Any time a living organism synthesises a chemical compound on its own, we term that activity ‘biosynthesis’ (or anabolism). These chemical reactions are different than ones we do in test tubes (in vitro) because biological systems have a host of mechanisms in place to drive energetically unfavourable reactions to completion, including enzyme catalysers (substances capable of initiating or speeding up a chemical reaction) and energy currency in the form of adenosine triphosphate or ATP (adenosine molecule bonded to three phosphate groups, present in all living tissue). Chemists mimic these processes by imbuing the system with heat, mechanical agitation, metal catalysers and more, but these are mere shadows on the wall compared to the vast beauty and efficiency of a biological synthetic pathway.
Biosynthesis of cannabinoids generally takes place in the plant cells of leaves, which makes sense. Building up these complex molecules involves a large amount of energy expenditure and leaves are the main powerhouse of the plant. Cannabinoids are also big and bulky; Tetrahydrocannabinol (THC) alone requires 21 carbon atoms. All this carbon matter has to come from somewhere and in the case of plants, this matter comes right from the air, from carbon dioxide (CO2). Plants take up CO2 in their leaves, some of it becoming photosynthesised into molecular oxygen (O2) and some being catabolised (degradative metabolism) into simple organic compounds for use throughout the plant.
Figure 1. Isopentyl diphosphate (1) and dimethylallyl diphosphate (2) are the precursor molecules of all terpenoids. They are shunted into the cannabinoid pathway by enzymatically catalysing their addition into geranyl diphosphate (3).

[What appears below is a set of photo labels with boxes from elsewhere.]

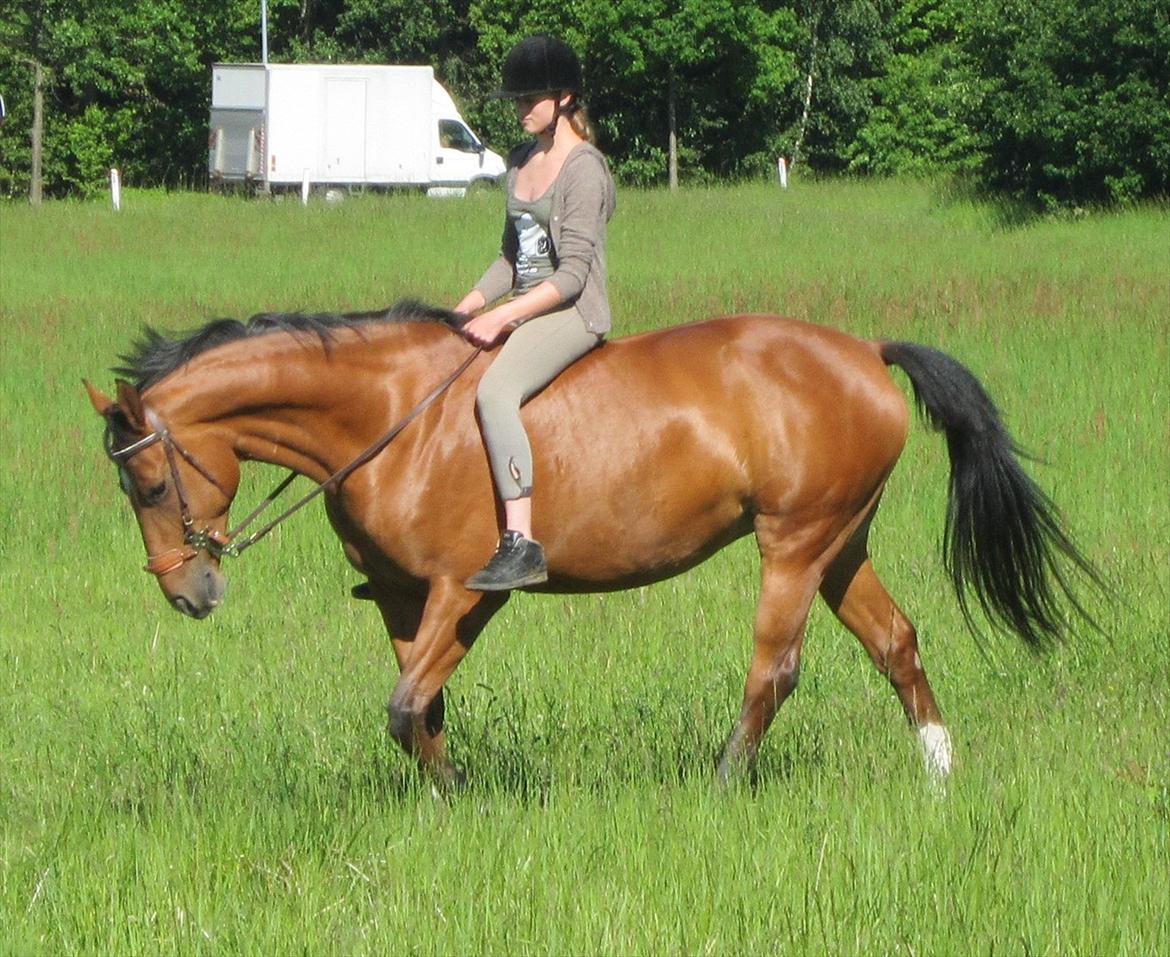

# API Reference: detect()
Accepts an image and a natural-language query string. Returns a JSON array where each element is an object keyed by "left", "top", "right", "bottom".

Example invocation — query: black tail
[{"left": 881, "top": 343, "right": 1104, "bottom": 647}]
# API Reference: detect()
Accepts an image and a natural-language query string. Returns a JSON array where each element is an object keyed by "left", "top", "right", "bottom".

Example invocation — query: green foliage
[
  {"left": 0, "top": 0, "right": 1170, "bottom": 206},
  {"left": 847, "top": 0, "right": 984, "bottom": 175},
  {"left": 0, "top": 179, "right": 1170, "bottom": 957},
  {"left": 964, "top": 0, "right": 1170, "bottom": 206}
]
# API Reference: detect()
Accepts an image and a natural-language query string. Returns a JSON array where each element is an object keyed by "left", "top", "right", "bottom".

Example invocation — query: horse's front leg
[{"left": 378, "top": 579, "right": 508, "bottom": 786}]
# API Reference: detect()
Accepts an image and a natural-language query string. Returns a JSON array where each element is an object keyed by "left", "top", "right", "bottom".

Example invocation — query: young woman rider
[{"left": 455, "top": 34, "right": 615, "bottom": 591}]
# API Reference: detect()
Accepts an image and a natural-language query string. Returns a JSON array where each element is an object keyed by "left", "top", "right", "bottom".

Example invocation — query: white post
[{"left": 212, "top": 126, "right": 223, "bottom": 175}]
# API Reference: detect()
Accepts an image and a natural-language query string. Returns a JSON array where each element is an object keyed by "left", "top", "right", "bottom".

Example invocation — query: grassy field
[{"left": 0, "top": 183, "right": 1170, "bottom": 955}]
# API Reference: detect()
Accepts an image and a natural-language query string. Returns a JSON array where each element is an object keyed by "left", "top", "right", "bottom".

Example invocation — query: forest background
[{"left": 0, "top": 0, "right": 1170, "bottom": 208}]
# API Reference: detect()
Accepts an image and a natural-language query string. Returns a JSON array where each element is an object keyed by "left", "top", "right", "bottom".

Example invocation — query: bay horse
[{"left": 85, "top": 302, "right": 1100, "bottom": 784}]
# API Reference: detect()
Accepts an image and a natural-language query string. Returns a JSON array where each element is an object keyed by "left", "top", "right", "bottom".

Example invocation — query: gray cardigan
[{"left": 475, "top": 140, "right": 617, "bottom": 335}]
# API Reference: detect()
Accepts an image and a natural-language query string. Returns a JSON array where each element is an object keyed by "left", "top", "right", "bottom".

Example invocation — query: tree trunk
[
  {"left": 28, "top": 61, "right": 44, "bottom": 206},
  {"left": 789, "top": 32, "right": 817, "bottom": 171},
  {"left": 666, "top": 67, "right": 679, "bottom": 190}
]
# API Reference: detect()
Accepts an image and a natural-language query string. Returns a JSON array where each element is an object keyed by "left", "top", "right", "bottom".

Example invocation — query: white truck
[{"left": 207, "top": 63, "right": 504, "bottom": 194}]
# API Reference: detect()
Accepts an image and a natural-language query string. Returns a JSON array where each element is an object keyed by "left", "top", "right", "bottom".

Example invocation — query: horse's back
[{"left": 524, "top": 315, "right": 908, "bottom": 581}]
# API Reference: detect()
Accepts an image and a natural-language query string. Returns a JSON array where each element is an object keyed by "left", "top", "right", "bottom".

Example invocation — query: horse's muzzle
[{"left": 164, "top": 563, "right": 227, "bottom": 619}]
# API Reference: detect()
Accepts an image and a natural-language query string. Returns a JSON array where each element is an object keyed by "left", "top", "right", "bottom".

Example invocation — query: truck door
[
  {"left": 433, "top": 119, "right": 483, "bottom": 184},
  {"left": 322, "top": 76, "right": 366, "bottom": 183}
]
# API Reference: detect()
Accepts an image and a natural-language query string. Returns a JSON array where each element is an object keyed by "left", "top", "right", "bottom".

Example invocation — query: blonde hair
[{"left": 569, "top": 99, "right": 597, "bottom": 146}]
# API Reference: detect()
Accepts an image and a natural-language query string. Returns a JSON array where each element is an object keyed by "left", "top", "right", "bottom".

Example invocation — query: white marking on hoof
[{"left": 918, "top": 722, "right": 951, "bottom": 782}]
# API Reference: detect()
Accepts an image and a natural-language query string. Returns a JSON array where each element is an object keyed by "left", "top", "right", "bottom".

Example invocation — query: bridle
[{"left": 105, "top": 346, "right": 483, "bottom": 578}]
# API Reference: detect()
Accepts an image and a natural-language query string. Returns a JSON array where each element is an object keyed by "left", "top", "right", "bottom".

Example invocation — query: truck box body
[{"left": 208, "top": 63, "right": 504, "bottom": 188}]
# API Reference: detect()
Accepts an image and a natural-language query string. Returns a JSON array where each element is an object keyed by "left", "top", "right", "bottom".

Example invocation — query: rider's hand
[{"left": 462, "top": 309, "right": 509, "bottom": 346}]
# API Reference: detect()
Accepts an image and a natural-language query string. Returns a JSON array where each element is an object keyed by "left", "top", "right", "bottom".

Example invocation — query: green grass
[{"left": 0, "top": 183, "right": 1170, "bottom": 955}]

Interestingly, cannabinoid biosynthesis is a branch of terpenoid biosynthesis, sharing the same precursor molecules and pathways (Figure 1). There is more than one pathway to create these precursors. Once these precursors are made, they are shunted into the cannabinoid pathway by a series of enzymatic reactions which produce the penultimate cannabinoid precursor Cannabigerolic acid, or CBGa (Figure 2).
Figure 2. Geranyl diphosphate (3) and olivetolic acid (4) are combined to form CBGa (5).
From there, the cannabinoids that we have discovered seem to differentiate mostly via non-catalysed modifications to the skeletal structure. This explains the similar structure shared by all cannabinoids. These modifications include decarboxylation (loss of CO2 moiety [part of a molecule]), isomerisation (structural rearrangement without change in chemical composition) and oxidation (loss of electrons). There are also three enzymes that specifically modify CBGa into more specific cannabinoid moieties, including the all-important Tetrahydrocannabinolic acid (THCa) and Cannabidiolic acid (CBDa) (Figure 3).
Figure 3. CBGa is modified by three particular enzymes, producing Cannabichromenic acid (CBCa) (6), THCa (7), or CBDa (8). The numbers surrounding the structures of 6 and 7 help identify carbon atoms, facilitating understanding and communication.